If you as the game developer need to cheat and take away my agency when the mechanics you have given me up until that point say I can do X, because you need me to do not-X for your story to land, you are a bad game developer and/or a bad writer. The logical consequence of fully-engaging with murder-hobo gameplay is not "I decide to kill my friends for no reason and then the retarded Bad End happens", it's a cut to Citra's perspective as she is waiting for you to approach, is concerned that you are taking so long, turns to look a the captives, and when she turns back all of the Rakyat are dead and Jason is standing in front of her, machete out, with vacant stare and happy smile, because the fun isn't over and now he gets to do all the outpost liberations again. I buy that a drugged-out witch would delude herself into thinking "Aha, I am manipulating the American super-soldier into doing my bidding!" and not noticing that he's killing people he has reason to kill, and that this started before she met him, or even that the last three times her brother literally killed him and the hundreds of times he got maimed by bullets, fire, or crocodiles he just casually came back from the dead.

If the game disapproves of my choice to engage with it, then the game is dumb, and if the game is instead offering implicit approval of Vaas and Citra by saying that they weren't punished for their own murder-hoboism, then the game is just the authors engaging in contempt and sneering at their audience instead of trying to make a point, and said sneering says much more about them then it does about me.

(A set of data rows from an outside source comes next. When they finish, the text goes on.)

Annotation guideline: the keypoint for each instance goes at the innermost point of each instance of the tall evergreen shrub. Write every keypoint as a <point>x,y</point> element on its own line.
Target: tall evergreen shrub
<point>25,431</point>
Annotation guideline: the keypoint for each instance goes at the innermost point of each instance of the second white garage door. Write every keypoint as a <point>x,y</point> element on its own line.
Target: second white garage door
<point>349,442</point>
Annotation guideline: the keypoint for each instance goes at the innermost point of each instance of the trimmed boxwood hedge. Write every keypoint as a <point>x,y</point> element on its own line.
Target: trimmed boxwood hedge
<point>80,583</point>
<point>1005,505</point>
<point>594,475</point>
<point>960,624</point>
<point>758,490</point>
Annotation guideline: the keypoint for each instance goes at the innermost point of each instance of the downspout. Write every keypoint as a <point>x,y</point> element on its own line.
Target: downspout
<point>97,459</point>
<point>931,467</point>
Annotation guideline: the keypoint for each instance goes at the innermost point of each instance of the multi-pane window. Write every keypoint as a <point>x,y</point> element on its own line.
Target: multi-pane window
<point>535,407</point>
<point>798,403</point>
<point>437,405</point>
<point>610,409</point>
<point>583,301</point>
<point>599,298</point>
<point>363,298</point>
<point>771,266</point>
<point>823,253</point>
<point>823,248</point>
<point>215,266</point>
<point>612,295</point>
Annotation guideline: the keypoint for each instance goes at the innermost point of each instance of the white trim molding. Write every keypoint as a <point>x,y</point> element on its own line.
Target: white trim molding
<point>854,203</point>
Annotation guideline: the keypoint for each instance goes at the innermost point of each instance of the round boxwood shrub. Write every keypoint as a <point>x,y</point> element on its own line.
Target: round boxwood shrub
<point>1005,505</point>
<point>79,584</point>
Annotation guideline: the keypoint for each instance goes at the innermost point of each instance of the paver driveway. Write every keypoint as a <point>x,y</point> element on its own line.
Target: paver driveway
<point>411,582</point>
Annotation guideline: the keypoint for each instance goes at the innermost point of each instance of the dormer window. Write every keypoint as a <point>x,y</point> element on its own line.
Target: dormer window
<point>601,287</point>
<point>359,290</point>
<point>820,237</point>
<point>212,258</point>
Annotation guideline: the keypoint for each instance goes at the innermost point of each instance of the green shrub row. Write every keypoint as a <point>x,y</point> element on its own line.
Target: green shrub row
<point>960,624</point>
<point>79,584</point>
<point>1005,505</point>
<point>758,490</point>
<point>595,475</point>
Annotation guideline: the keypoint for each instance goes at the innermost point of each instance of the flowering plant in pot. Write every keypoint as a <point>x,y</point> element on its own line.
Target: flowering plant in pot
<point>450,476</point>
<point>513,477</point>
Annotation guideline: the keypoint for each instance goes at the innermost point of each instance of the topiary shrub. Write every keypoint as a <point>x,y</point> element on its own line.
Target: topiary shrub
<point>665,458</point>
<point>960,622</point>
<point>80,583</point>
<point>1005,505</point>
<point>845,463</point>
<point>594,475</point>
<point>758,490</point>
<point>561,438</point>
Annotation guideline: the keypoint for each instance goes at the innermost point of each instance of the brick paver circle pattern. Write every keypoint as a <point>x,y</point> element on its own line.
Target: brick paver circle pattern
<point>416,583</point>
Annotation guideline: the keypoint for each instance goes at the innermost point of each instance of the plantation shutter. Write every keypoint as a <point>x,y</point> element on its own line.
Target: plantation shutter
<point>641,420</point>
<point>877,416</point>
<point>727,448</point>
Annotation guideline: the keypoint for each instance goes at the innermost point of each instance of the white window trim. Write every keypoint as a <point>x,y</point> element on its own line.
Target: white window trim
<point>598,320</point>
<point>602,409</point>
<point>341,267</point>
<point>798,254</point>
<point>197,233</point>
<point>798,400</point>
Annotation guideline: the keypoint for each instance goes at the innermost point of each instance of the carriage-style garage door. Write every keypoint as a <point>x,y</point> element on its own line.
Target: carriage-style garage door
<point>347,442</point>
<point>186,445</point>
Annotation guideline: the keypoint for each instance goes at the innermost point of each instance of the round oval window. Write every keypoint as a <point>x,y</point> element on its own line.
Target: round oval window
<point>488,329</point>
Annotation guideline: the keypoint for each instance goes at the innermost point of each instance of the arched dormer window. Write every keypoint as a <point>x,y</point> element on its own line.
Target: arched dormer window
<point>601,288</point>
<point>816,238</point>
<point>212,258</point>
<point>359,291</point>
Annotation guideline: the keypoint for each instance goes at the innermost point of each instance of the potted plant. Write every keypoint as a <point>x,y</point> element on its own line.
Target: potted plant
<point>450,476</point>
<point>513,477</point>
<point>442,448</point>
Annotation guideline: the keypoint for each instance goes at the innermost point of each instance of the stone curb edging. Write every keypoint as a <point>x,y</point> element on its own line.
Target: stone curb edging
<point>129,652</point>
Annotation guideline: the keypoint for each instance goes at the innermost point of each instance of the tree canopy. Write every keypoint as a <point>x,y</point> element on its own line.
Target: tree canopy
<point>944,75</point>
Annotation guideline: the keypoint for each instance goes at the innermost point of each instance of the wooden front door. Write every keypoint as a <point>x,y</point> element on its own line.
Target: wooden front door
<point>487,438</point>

Great, that fixed it. Thanks.

You’re welcome :)

Have to spoiler-tag each paragraph individually. Dunno why it's better-behaved in the preview than in post. Use escaped control characters or periods to keep the paragraphs separate after.

There was some dark humor in Dishonored in that the nonlethal ways to eliminate your targets were stuff like them being sold as slaves with their tongues cut out or getting locked in a rape dungeon for life, that quite possibly left them wishing you'd just killed them instead.

You don't have to play the game like Thief, you can kill up to 30% of all the enemies in each level. You can easily kill all the targets and their guards, but if you're killing every guard on the way, then yes, you do kind of deserve the bad ending.